Том 10. Публицистика - Алексей Толстой
Шрифт:
Интервал:
Закладка:
Наш народ своими руками, лишениями, своей кровью, творчеством, с которого были сорваны оковы эксплуатации, создал еще невиданную на земле жизнь.
Здесь мы подводим итоги трудам и творчеству долгих и трудных лет, здесь создана и на стальном монолите утверждена последняя ступень к коммунизму.
Речь товарища Сталина на этом съезде, выступления делегатов, рапортующих о достижениях и быстро растущем богатстве страны, самый факт съезда для принятия Конституции, как весенний гром, проносится от края до края по всему миру.

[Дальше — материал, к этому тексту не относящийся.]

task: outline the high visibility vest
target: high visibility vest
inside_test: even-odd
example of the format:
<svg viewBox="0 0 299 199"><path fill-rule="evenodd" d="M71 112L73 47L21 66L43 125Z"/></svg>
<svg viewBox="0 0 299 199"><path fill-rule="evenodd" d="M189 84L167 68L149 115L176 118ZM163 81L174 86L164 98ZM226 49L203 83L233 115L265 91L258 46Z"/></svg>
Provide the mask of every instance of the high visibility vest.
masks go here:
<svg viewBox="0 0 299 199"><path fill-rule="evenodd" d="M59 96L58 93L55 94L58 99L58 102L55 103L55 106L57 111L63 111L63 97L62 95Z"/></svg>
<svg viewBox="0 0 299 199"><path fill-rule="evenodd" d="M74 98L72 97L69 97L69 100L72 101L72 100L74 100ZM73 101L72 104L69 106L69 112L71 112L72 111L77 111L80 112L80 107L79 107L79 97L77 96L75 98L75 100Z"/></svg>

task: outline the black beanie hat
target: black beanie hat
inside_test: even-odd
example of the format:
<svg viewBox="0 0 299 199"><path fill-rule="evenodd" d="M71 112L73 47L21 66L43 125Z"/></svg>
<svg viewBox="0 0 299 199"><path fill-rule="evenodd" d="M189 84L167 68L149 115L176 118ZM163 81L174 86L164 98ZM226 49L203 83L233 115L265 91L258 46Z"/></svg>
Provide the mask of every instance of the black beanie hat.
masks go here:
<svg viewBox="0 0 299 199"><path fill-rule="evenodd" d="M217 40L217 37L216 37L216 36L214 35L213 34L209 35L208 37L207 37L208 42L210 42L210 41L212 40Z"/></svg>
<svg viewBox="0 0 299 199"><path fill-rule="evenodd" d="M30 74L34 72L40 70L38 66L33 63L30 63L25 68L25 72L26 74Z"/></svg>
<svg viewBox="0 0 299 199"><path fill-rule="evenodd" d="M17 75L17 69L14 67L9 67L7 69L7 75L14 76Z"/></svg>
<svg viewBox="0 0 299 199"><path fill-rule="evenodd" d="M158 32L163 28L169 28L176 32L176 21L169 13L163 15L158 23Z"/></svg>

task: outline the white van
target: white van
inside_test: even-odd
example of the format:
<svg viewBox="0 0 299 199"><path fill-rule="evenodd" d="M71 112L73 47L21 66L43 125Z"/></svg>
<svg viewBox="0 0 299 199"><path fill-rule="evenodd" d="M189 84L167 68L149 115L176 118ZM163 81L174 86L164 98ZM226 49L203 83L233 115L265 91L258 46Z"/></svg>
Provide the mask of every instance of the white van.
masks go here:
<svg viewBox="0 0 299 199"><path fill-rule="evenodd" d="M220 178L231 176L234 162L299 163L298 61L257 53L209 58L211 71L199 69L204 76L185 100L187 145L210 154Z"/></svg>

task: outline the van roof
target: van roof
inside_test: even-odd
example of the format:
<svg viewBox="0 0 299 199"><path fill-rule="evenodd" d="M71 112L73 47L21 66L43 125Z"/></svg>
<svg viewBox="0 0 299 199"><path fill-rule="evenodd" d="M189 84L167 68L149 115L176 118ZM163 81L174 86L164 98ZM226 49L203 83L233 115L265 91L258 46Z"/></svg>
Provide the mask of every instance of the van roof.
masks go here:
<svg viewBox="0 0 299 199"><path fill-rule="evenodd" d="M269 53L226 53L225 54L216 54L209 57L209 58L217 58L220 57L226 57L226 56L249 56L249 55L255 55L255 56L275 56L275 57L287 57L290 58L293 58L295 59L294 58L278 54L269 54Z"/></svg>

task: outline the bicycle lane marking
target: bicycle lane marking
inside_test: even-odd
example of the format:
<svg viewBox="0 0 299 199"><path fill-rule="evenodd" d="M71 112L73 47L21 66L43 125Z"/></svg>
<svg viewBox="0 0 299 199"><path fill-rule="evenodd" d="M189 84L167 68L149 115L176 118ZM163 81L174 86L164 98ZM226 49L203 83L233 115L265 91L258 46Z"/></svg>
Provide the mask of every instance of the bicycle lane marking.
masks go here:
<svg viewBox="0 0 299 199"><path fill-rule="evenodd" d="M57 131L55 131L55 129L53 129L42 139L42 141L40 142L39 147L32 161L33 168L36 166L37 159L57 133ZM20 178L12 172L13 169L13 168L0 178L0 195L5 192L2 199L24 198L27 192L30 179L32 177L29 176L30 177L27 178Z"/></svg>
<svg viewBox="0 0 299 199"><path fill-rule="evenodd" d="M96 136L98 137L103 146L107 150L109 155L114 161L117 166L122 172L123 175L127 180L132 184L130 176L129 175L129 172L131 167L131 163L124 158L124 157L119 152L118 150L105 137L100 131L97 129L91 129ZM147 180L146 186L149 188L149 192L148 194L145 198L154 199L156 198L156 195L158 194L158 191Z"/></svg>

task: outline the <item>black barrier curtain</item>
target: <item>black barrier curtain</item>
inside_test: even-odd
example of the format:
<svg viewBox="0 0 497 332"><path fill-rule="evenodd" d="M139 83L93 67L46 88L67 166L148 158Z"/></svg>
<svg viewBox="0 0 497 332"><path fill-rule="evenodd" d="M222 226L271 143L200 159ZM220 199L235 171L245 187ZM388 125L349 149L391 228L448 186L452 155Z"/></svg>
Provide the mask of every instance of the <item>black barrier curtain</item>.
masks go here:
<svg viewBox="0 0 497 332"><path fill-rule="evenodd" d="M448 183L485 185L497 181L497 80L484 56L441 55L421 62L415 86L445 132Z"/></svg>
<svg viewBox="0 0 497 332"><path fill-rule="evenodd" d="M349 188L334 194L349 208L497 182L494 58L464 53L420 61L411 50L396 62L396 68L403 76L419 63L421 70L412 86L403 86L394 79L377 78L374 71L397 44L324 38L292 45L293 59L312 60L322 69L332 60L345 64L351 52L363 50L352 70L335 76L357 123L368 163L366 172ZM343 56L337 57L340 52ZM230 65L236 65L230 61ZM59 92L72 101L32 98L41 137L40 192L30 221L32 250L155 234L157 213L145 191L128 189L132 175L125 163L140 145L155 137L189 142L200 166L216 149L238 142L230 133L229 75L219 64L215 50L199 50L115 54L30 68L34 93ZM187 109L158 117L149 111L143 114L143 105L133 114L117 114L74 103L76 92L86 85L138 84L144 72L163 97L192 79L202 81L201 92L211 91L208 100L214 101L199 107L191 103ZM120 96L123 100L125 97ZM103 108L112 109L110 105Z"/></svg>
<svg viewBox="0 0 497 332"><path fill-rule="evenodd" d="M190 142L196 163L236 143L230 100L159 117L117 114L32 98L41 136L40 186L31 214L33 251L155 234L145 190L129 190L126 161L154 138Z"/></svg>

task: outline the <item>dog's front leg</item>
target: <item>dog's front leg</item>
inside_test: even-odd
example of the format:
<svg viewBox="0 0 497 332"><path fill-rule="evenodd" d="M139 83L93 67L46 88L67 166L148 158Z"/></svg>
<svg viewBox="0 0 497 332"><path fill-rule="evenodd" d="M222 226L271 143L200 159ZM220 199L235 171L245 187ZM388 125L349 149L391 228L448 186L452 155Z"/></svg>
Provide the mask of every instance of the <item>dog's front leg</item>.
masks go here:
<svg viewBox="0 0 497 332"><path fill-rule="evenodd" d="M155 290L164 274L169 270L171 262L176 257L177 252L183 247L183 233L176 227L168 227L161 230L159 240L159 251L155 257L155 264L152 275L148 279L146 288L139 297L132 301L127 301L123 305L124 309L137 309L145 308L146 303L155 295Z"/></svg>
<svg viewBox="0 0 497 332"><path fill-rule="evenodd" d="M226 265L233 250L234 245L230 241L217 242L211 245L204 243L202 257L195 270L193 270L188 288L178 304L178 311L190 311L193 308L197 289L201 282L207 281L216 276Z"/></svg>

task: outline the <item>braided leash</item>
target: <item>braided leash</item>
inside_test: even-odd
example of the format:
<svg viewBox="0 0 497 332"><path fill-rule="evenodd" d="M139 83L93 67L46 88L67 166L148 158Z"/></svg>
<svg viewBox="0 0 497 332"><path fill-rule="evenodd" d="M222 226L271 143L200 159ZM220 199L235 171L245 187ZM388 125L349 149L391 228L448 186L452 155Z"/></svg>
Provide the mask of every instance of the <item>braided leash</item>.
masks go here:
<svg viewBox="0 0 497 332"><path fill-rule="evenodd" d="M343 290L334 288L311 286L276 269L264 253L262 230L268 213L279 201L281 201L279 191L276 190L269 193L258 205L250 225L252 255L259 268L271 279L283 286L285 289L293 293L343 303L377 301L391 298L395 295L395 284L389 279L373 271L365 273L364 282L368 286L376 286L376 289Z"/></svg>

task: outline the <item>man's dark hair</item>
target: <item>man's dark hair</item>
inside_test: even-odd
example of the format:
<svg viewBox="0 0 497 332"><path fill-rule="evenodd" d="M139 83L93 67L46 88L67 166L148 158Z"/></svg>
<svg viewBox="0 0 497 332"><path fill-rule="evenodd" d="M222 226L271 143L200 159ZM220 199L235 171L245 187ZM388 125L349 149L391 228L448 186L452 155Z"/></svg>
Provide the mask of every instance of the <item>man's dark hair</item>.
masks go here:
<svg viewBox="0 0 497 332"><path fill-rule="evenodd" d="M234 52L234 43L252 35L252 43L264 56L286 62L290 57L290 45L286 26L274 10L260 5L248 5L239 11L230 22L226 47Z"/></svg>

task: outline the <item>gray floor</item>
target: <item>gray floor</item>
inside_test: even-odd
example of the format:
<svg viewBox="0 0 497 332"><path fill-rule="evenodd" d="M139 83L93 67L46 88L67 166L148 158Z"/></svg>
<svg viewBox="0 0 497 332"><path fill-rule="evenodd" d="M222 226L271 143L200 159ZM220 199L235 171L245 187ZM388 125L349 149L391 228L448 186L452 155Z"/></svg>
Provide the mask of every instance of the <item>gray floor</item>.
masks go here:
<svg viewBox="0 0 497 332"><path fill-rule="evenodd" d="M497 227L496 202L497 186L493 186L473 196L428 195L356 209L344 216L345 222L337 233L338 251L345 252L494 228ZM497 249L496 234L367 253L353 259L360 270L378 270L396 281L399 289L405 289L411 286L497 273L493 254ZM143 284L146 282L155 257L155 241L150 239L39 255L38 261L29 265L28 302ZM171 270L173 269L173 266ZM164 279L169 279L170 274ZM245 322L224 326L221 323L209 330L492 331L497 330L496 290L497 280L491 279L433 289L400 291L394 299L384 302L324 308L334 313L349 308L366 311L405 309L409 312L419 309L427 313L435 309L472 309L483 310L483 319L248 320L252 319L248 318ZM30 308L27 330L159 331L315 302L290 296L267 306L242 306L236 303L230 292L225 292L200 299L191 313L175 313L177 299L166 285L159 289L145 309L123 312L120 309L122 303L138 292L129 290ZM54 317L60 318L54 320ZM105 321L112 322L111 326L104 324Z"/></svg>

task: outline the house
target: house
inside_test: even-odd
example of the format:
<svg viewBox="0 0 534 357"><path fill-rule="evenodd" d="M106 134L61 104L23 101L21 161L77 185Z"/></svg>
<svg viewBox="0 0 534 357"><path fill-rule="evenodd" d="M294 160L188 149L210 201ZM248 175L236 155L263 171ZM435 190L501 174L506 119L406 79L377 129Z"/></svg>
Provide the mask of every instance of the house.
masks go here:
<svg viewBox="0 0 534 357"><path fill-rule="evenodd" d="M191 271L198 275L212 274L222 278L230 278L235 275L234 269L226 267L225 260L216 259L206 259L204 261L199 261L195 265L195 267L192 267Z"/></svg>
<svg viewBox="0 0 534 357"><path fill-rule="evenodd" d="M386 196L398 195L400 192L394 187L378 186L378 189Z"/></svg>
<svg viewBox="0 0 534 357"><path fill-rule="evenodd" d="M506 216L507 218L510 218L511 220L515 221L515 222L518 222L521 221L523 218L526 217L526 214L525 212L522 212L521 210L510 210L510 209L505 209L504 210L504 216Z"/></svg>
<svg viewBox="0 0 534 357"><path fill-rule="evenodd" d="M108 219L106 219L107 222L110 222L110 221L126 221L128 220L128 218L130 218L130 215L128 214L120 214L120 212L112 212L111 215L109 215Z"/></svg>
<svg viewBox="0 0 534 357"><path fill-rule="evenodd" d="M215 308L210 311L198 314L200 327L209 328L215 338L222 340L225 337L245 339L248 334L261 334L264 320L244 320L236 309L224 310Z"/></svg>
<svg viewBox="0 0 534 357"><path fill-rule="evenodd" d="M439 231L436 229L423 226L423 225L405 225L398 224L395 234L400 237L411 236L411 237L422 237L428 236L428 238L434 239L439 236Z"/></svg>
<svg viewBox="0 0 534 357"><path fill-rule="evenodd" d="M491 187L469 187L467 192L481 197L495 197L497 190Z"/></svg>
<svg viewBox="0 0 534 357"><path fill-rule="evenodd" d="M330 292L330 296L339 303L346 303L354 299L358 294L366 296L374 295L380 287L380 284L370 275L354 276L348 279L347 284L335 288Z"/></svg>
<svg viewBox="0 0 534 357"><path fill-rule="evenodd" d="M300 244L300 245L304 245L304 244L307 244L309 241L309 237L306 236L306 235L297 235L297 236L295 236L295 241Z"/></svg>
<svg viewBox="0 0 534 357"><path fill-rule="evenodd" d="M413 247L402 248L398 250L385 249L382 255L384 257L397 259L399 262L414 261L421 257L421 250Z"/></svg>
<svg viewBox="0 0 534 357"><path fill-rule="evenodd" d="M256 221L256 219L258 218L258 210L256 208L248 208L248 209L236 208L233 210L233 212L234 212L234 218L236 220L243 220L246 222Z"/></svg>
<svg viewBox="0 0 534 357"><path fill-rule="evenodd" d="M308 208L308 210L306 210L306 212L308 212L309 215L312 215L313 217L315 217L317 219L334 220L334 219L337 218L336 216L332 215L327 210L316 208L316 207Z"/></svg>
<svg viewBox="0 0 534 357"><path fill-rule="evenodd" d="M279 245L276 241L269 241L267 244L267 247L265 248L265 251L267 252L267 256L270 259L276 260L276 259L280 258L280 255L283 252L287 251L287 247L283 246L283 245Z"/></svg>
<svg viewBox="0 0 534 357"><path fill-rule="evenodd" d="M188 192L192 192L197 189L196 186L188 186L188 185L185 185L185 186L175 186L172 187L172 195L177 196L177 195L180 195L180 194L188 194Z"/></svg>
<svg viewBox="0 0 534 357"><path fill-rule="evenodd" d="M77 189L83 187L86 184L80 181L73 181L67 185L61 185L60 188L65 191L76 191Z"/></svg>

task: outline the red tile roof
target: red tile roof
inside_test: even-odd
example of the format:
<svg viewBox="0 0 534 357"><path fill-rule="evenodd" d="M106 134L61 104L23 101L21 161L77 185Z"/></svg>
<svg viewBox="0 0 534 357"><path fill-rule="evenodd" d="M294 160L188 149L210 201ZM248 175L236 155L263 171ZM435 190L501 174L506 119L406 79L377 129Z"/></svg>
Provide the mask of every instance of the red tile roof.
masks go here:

Нас жадно хотят знать, товарищи. Мы сами хотим знать самих себя, потому что мы молоды, и, черт с ней, если у кого на голове лысина, — все равно мы молоды! (Смех, веселое оживление в зале.)
Мы хотим знать себя, и еще больше нас хочет знать весь мир, потому что в нас хотят видеть пример мужества, воли, ума, одаренности, полнокровия, оптимизма. Сколько раз за границей я видел на себе завистливый взгляд, сколько раз я слышал вздох: «Э-хе-хе, счастливые вы, русские!»
Знают ли нас там, за рубежами? Нет!
«Скажите, правду рассказывают, что у вас, в России, все женщины ходят в однообразной форме? Ведь у вас равенство…»
Или:
«А что, скажите, в России пиво варят?» (Общий смех всего зала.)
«Варят пиво».
«Кто же имеет возможность его пить? Наверное, только комиссары?» (Общий смех.)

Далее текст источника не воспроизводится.